Yesterday I decided to read my first blog.  Sometimes it is nice to just take a trip down memory lane.  I started it six years ago and some of it was quite hilarious.  I really have grown a lot since then - in all the facets of my life - being a mom, a wife, a friend, and my relationship with Jesus.  Although embarrassing to read about some of the things I felt or thought, it was really neat to look back on how God was working in my life then. One thing that really stood out to me while I was reading, was a post that I had written after my devotions on Esther.

Here is the post from 7/26/10:

"When Esther's words were reported to Mordecai, he sent back this answer: 'Do not think that because you are in the king's house you alone of all the Jews will escape.  For if you remain silent at this time, relief and deliverance for the Jews will arise from another place, but you and your father's family will perish.  And who knows but that you have come to royal position for such a time as this?'" Esther 4:12-14

This morning I read these words as part of my devotions.  When I came across this phrase in this passage, it stopped me in my tracks.  How foolish I have been!  Why have I doubted Him for even one moment?  I am not outside the reach of His hand, the orchestrations of His sovereign plan.  This place that I am in at this very moment is ordained by Him that goes before all things and by Whom all things are held together (Col. 1:17).  Lord, help me to trust you though the road often seems dark.  I could walk on water if only I keep my eyes upon You.   Help my gaze not to be swayed by the storms of trying children, hopeless finances, dead-end jobs, or frustrating relationships. 

I do not know what God has planned for me, but I DO know that I am here in this place to learn, to grow, to help others, and ultimately to become the woman God desires me to be. If I could learn the lessons He wants to teach me in a different place or in a different way I would BE in that place. But I am here. For such a time as this. I pray that I make the most of it.

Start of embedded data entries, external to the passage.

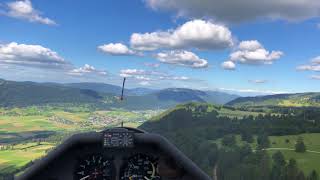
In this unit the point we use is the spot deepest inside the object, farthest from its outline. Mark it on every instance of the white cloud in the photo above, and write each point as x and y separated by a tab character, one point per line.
145	83
313	66
240	10
197	34
253	91
22	9
179	78
153	65
117	49
132	72
228	65
143	75
316	77
86	69
182	58
258	81
316	60
252	52
143	78
30	55
309	68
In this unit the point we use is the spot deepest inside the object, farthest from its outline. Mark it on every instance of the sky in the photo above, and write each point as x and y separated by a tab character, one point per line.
244	46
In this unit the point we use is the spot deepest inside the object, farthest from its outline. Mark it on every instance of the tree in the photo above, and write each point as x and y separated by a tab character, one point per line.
301	176
247	136
229	140
313	176
278	159
292	170
263	141
300	146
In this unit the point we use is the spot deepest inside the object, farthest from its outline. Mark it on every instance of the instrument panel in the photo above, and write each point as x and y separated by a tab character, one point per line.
114	154
124	164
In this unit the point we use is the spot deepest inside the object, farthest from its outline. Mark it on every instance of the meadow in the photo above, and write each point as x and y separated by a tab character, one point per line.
21	127
307	161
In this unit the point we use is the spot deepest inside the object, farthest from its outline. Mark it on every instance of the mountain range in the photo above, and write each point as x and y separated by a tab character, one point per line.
14	93
288	100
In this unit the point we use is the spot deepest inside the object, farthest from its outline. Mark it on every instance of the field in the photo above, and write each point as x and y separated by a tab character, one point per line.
19	127
307	161
19	155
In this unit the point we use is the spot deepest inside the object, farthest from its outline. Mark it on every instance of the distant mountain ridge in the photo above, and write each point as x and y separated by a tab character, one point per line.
295	100
31	93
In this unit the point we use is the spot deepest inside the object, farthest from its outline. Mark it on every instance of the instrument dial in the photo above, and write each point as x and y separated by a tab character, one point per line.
140	167
94	167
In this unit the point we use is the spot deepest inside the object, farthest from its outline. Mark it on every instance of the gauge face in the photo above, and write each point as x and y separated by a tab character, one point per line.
94	167
140	167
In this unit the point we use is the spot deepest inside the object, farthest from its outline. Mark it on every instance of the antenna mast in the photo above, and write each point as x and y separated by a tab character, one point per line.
124	81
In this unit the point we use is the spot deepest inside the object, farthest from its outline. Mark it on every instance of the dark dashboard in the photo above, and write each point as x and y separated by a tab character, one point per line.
115	154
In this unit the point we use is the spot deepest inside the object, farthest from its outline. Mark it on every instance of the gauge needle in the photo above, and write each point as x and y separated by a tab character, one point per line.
85	177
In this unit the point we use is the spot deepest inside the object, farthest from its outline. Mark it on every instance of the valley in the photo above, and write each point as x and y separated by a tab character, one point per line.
199	123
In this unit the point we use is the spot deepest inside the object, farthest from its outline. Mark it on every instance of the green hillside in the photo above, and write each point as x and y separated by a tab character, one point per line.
198	129
286	100
29	93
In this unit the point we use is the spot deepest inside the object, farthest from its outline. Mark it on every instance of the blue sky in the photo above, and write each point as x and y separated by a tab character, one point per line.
273	50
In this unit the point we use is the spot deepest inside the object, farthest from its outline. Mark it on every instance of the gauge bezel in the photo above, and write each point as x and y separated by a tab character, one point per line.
85	157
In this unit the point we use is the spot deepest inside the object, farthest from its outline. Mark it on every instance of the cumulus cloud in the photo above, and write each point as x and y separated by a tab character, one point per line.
182	58
252	52
143	75
86	69
145	83
258	81
179	78
22	9
197	34
31	55
255	91
316	77
117	49
314	65
133	72
153	65
240	10
228	65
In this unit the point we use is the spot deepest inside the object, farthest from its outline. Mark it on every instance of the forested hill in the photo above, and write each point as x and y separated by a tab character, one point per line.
30	93
206	134
101	95
292	100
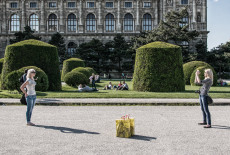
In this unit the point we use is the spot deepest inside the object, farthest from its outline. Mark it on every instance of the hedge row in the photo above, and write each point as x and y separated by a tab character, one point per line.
70	64
12	79
33	53
158	68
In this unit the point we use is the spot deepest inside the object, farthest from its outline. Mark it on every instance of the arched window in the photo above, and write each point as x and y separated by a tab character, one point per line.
147	22
34	23
184	1
52	23
72	22
90	22
128	22
71	48
109	22
14	23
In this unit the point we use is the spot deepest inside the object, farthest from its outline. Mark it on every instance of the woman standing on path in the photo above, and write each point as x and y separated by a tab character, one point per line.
206	84
93	80
30	94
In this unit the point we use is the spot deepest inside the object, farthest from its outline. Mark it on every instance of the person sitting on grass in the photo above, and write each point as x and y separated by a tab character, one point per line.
109	86
124	86
85	88
118	86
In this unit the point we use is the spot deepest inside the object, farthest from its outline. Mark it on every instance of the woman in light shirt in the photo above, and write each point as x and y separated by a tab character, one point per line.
30	94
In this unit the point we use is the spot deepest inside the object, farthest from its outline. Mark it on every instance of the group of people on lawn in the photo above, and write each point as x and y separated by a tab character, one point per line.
110	86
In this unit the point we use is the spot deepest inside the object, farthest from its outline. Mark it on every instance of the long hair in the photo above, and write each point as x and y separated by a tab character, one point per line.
29	72
209	73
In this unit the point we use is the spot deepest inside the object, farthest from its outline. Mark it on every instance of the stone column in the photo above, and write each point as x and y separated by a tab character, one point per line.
137	25
42	18
23	17
156	14
61	26
194	12
4	21
118	28
81	21
99	21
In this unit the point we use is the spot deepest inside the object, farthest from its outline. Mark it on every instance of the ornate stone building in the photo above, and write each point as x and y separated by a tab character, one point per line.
81	20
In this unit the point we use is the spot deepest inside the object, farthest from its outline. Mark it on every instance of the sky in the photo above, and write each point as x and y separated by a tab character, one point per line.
218	22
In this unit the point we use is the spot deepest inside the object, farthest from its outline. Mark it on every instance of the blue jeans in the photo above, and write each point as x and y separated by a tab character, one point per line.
205	110
30	100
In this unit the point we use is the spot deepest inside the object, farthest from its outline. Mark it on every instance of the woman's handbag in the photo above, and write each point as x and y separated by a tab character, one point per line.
209	99
23	100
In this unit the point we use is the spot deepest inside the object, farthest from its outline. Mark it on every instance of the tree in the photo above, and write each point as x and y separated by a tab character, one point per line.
219	58
94	55
25	35
174	30
58	41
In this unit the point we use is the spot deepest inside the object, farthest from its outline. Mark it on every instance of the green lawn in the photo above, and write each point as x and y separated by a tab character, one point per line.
70	92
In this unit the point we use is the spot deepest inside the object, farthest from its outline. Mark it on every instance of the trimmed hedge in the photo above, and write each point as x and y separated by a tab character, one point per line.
70	64
201	69
189	67
75	78
91	70
12	79
83	70
158	68
33	53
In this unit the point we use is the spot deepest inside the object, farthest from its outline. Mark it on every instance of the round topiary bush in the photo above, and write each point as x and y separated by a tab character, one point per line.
91	70
12	79
33	53
202	69
82	70
189	67
158	68
75	78
70	64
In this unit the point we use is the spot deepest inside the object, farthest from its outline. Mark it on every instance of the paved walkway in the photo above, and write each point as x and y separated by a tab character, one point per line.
114	101
80	130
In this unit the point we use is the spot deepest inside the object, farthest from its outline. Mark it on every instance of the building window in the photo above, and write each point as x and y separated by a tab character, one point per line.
198	17
14	5
33	5
71	48
72	23
34	22
184	1
147	22
147	4
90	22
128	22
52	22
15	23
52	4
184	22
90	4
109	4
71	4
109	22
128	4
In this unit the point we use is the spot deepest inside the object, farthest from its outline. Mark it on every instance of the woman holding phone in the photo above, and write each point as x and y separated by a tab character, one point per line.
30	94
206	84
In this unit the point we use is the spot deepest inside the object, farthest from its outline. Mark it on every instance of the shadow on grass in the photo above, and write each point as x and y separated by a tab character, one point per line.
144	138
221	127
66	130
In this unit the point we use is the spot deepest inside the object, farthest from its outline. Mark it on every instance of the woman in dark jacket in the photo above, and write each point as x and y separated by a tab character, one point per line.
206	84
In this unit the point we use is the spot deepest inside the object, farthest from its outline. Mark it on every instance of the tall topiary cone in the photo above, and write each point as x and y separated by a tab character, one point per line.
159	68
33	53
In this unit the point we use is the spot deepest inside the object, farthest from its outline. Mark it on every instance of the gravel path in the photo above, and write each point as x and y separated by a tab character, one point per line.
91	130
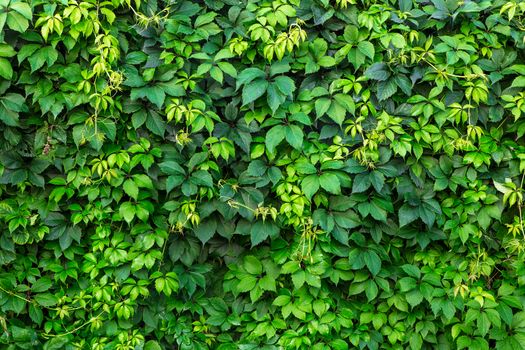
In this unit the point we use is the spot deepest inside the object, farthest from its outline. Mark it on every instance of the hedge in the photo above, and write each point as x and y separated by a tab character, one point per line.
254	174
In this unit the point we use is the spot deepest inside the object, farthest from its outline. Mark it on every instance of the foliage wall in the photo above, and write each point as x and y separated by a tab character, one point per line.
288	174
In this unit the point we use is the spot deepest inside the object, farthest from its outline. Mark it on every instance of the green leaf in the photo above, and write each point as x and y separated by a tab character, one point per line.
252	265
367	48
205	230
372	262
330	182
6	71
261	230
246	284
285	85
155	123
253	90
274	137
249	74
17	22
407	214
310	185
294	136
152	345
46	299
131	188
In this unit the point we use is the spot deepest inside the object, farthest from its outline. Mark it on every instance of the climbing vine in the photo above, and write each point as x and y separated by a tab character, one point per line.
287	174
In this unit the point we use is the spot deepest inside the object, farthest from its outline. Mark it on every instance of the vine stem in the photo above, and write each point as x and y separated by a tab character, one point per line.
91	320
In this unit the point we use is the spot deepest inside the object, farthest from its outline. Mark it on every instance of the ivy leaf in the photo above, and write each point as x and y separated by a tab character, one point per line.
294	136
254	90
274	137
407	214
261	230
330	182
6	71
205	230
367	48
310	185
131	188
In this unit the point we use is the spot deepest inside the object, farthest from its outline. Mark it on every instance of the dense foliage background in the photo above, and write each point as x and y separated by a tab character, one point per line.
288	174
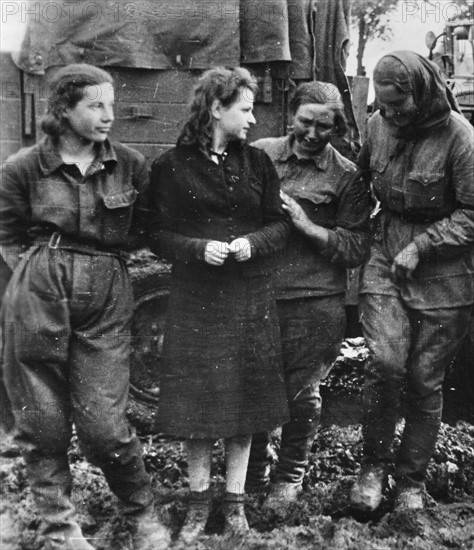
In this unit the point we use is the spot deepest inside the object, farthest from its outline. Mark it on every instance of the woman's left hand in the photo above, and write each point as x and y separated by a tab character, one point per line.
405	262
241	249
297	214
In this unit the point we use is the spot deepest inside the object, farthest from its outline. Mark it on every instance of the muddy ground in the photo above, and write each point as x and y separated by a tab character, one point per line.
321	518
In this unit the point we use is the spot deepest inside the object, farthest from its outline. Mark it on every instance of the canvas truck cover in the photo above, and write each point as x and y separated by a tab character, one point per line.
309	37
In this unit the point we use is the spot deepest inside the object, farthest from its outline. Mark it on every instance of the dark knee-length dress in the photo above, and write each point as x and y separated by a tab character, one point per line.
222	359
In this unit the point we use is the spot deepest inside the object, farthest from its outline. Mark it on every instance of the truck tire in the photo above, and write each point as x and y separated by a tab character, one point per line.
150	281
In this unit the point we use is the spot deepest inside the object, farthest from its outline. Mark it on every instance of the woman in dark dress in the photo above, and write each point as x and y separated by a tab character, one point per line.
219	218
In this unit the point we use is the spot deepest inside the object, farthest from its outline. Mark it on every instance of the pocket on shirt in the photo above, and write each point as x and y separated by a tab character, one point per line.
118	215
425	190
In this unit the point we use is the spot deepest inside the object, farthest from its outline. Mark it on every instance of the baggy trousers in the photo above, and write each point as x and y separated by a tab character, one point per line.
311	332
66	345
412	349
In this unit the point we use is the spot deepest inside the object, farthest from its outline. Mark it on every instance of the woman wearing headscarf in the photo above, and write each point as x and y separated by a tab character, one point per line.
72	205
219	219
417	287
329	206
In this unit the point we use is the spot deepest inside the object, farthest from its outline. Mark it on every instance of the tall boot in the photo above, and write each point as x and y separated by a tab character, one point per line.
148	533
260	460
296	440
417	446
236	523
51	483
199	506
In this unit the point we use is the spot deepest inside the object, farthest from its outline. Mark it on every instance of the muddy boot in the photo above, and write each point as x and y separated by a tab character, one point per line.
366	493
260	460
282	494
51	483
409	496
66	537
196	518
148	533
296	440
236	523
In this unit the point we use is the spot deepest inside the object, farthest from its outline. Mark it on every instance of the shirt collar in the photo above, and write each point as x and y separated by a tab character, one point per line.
321	160
50	159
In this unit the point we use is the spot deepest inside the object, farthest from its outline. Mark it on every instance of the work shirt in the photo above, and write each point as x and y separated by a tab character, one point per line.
40	195
196	200
426	191
331	193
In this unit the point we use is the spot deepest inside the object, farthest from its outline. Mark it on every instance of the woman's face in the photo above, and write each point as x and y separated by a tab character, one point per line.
91	118
313	126
235	120
396	107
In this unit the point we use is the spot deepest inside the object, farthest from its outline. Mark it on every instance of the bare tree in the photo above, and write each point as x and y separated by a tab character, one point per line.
372	20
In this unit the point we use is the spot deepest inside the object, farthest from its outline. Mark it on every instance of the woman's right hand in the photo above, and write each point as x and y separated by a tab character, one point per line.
216	252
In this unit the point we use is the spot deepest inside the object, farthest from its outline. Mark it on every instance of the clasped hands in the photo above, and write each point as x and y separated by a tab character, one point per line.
216	252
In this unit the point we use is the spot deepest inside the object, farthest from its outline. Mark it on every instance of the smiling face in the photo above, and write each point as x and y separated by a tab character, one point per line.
397	108
90	120
233	122
313	127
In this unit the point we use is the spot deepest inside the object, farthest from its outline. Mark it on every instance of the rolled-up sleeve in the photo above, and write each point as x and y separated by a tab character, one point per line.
274	233
455	233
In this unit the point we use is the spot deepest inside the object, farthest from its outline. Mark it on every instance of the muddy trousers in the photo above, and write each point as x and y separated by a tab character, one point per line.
66	325
409	349
311	332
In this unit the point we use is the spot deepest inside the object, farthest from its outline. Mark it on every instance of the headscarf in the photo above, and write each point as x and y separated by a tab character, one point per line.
412	73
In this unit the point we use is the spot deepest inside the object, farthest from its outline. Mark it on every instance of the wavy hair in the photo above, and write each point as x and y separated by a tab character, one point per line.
321	93
219	83
65	90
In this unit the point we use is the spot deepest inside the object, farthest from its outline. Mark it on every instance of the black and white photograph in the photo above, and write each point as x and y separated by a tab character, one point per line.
237	274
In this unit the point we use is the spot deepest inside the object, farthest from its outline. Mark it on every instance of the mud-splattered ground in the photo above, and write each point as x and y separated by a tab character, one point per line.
321	519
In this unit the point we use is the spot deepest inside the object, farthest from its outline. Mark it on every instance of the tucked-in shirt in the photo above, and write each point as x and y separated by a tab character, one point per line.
196	200
40	195
426	191
330	191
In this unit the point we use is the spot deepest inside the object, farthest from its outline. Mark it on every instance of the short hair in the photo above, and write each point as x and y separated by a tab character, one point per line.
65	89
218	83
322	93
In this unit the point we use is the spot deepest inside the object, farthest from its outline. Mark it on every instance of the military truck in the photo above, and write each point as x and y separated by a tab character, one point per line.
453	51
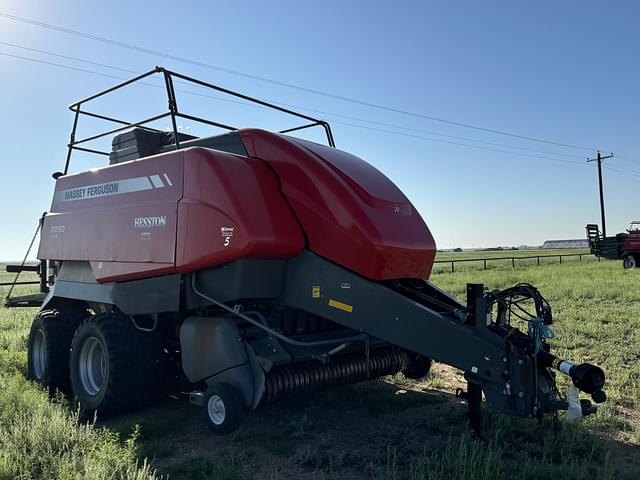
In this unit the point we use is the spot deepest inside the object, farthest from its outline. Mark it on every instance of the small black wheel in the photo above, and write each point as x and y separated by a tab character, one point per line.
629	262
49	345
418	368
222	409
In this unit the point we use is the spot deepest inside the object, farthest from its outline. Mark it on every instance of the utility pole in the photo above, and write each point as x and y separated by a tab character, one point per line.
599	159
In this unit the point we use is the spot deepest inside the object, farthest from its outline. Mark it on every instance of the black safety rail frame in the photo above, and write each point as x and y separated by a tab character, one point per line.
173	112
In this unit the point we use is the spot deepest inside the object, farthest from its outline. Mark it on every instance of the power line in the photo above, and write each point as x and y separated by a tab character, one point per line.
333	121
246	104
282	84
294	106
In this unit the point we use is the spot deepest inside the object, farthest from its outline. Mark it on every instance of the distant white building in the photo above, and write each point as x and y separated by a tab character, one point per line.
579	243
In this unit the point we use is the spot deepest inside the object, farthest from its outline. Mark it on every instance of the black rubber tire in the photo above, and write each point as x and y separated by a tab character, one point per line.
629	262
56	329
133	372
233	411
418	368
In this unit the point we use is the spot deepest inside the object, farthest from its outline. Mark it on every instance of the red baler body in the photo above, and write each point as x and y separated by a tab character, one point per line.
194	208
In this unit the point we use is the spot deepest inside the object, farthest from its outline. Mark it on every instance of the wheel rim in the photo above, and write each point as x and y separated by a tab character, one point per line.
39	348
216	410
92	366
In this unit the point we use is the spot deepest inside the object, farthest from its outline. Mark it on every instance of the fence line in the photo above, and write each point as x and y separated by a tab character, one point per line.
513	259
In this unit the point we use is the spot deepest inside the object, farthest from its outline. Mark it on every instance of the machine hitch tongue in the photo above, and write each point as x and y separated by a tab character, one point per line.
586	377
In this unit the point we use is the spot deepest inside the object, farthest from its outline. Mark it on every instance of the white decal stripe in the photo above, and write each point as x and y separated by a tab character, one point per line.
157	181
115	187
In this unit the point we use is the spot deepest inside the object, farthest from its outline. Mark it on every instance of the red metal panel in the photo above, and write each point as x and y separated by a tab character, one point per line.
632	244
232	208
120	213
351	213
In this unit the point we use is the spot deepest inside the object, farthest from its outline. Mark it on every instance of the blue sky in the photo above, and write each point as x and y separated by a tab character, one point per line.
567	72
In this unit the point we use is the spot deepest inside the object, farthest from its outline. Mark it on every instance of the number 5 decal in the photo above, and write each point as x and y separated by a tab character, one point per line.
226	233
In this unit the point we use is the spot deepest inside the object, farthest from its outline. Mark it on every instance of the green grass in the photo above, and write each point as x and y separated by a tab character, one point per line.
502	259
389	430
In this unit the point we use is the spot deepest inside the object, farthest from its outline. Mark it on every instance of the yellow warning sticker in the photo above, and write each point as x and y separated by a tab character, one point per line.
341	306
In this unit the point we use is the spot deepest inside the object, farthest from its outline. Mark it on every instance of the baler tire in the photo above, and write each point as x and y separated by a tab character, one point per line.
222	409
49	346
629	262
130	366
418	368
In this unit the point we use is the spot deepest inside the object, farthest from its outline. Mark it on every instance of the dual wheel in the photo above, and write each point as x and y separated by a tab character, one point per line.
107	364
111	367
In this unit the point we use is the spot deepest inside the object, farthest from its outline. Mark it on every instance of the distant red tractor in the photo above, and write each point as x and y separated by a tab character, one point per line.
625	246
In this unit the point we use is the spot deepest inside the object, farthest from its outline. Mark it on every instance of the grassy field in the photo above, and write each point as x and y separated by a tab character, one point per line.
392	429
502	259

It was so weird to read this and to feel like my past self was stretching across the years and hitting my present self over the head and saying "You keep forgetting this!!! Stop forgetting this!!"  Because I have been forgetting this.  Each day I am faced with the choice of choosing contentment in where I am and who I am, or feeling like I am missing out on something I am supposed to be doing, or the person I am supposed to be.  And you know what? Even though I am not that same girl that wrote this almost five years ago, I am still finding it so difficult to choose contentment and gratitude over discontentment and longing.  But the above still holds true - if I could learn the lessons He wants to teach me in a different place or in a different way, I would BE in that place.  He doesn't make mistakes, I am not forgotten.  He chose me when I was five years old, and He still chooses me every single day that has passed since then.  And so I am left with my own choice - do I keep striving to be someone I am not, and make myself unhappy by focusing on all the things that I do not have?  Or do I choose to follow my Savior down any road that He leads me, trusting the outcome of my life to Him?  I look back on all that I have learned over the past five years - so much that He has taught me! And He has never failed me, not once!  I don't know where I will be another five years from now, what roads I will have walked, but I do know that I will be right where I am supposed to be.  And that, my friends, is a good place to be.